The streets around a new homeless shelter at Clay Street and Manhattan Avenue in Greenpoint have become so riddled with drugs and violence since the refuge opened, even war vets say they are terrified to step foot there.
“I was in Vietnam, and I’m afraid to go on Clay and Manhattan,” said longtime resident Michael Hoffman, one of many neighbors who lined up at a town hall meeting on Wednesday night to share their horror stories and demand city officials, police, and shelter operators crack down on the problem.
Residents claim they have seen a disturbing surge in criminal activity since operator Home–Life Services opened the residence at 58–66 Clay St. in November last year — some say they have witnessed drug deals and others have been harassed by aggressive riff-raff in their own backyard.
“I noticed a difference in the neighborhood,” said Stephanie Hinson, who lives a few blocks away from the site. “Something happened.”
Two brutal attacks have blighted the nearby blocks since the new shelter arrived — someone fatally stabbed a man on Dupont Street near Manhattan Avenue in December, and another brute beat a local artist in front of the Clay facility in July.
Locals say the city and the site’s operators have made no attempts to curb bad behavior, allowing tenants go out for long smoke breaks after their 10 pm curfew without accountability.

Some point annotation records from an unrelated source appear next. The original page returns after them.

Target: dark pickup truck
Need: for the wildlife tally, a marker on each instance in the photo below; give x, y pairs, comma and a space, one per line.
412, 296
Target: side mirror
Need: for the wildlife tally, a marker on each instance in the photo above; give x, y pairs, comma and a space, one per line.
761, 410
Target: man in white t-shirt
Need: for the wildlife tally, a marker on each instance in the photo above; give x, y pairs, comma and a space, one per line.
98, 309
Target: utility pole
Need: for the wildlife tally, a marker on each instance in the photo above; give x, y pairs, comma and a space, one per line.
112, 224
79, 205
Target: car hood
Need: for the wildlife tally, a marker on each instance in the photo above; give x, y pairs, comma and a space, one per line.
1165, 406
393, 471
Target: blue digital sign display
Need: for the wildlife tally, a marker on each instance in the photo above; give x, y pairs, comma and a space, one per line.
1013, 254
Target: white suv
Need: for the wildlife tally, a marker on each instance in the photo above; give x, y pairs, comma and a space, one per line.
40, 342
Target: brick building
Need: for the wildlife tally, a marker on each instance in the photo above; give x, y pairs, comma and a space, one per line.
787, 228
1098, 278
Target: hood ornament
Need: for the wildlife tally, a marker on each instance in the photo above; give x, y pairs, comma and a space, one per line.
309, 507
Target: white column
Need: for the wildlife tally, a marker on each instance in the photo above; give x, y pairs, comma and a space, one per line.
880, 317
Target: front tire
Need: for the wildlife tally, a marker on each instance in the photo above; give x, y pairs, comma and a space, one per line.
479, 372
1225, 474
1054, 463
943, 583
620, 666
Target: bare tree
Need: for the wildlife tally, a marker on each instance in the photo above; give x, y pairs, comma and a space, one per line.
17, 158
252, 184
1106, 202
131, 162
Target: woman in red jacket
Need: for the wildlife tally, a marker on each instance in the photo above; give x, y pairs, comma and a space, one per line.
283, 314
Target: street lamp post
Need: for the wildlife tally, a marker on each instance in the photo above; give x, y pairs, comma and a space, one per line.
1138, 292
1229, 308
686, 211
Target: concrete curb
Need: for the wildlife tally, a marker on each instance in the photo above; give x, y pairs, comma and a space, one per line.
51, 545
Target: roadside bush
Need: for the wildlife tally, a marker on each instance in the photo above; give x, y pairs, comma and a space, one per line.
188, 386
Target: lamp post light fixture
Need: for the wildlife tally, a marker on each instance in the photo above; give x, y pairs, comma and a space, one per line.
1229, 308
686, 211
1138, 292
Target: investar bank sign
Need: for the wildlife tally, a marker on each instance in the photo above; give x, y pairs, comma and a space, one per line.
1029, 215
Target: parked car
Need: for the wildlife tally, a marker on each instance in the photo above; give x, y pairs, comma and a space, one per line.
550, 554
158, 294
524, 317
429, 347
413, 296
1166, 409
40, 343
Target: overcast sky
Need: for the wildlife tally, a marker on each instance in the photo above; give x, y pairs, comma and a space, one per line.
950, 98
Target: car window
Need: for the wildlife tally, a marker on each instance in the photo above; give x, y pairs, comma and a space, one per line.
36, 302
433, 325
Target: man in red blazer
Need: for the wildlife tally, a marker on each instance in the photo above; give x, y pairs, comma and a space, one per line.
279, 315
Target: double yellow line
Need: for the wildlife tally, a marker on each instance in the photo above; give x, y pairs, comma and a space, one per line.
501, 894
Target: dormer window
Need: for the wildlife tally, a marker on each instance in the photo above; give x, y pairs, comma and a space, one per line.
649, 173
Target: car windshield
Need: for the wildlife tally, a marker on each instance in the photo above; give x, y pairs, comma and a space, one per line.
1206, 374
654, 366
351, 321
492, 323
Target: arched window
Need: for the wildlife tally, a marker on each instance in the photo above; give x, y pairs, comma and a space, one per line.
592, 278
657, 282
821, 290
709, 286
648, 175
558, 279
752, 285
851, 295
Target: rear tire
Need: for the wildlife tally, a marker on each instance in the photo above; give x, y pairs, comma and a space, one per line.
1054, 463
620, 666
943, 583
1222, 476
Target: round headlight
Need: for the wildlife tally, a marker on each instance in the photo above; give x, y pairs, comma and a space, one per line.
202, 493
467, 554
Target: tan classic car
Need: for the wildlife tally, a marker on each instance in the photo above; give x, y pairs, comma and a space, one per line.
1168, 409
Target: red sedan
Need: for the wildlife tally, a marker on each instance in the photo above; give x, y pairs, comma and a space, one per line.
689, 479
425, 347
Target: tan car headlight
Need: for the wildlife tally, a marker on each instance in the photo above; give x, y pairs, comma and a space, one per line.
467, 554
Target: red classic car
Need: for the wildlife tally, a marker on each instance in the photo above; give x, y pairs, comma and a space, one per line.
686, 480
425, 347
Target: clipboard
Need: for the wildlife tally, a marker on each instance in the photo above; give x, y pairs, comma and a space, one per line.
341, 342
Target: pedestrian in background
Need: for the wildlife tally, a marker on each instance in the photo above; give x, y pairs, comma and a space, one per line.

But facility director Riquelma Moreno said she can’t lock up her tenants like prisoners, and claimed she can’t gauge how long a smoke break should be because she has never smoked.
The Clay Street shelter is just a block away from another refuge at 400 McGuiness Blvd. and neighbors claim the space between the two facilities has become a seedy hangout for unsavory characters — particularly 96 Clay St., where neighbors said they saw people smoking crack, and the deli next door.
Police have been just as unhelpful, locals said. Hinson said that when one man who loiters around the deli threw cookies at her and yelled, “Die, b----, die!” the local precinct acted like she was the wacko.
“I called the 94 Precinct and they treated me like I was a nutcase,” said Hinson, adding that the ruffians had also yelled violent sexual threats at her. “I am not a nutcase.”
The Department of Homeless Services has already stationed peace officers — law enforcement officials who are able to make arrests and use force — outside the McGuinness shelter, which neighbors say has helped clean up that area. And a department rep said the city would place officers at the Clay Street facility starting Thursday.
But police and the shelter owner and manager must do their part, too, said one local pol.
“Everybody that was on that dais bears some responsibility to fix the issue,” said Councilman Stephen Levin (D–Greenpoint).
The director of Home Life Services claimed she had only just learned that the conditions around her shelter had spun out of control, and promised to restore safety and goodwill with neighbors — though now how she would do that.
“I will do everything I can,” she said. “I want you to stand up and clap for me when I’ve done what I needed to have done.”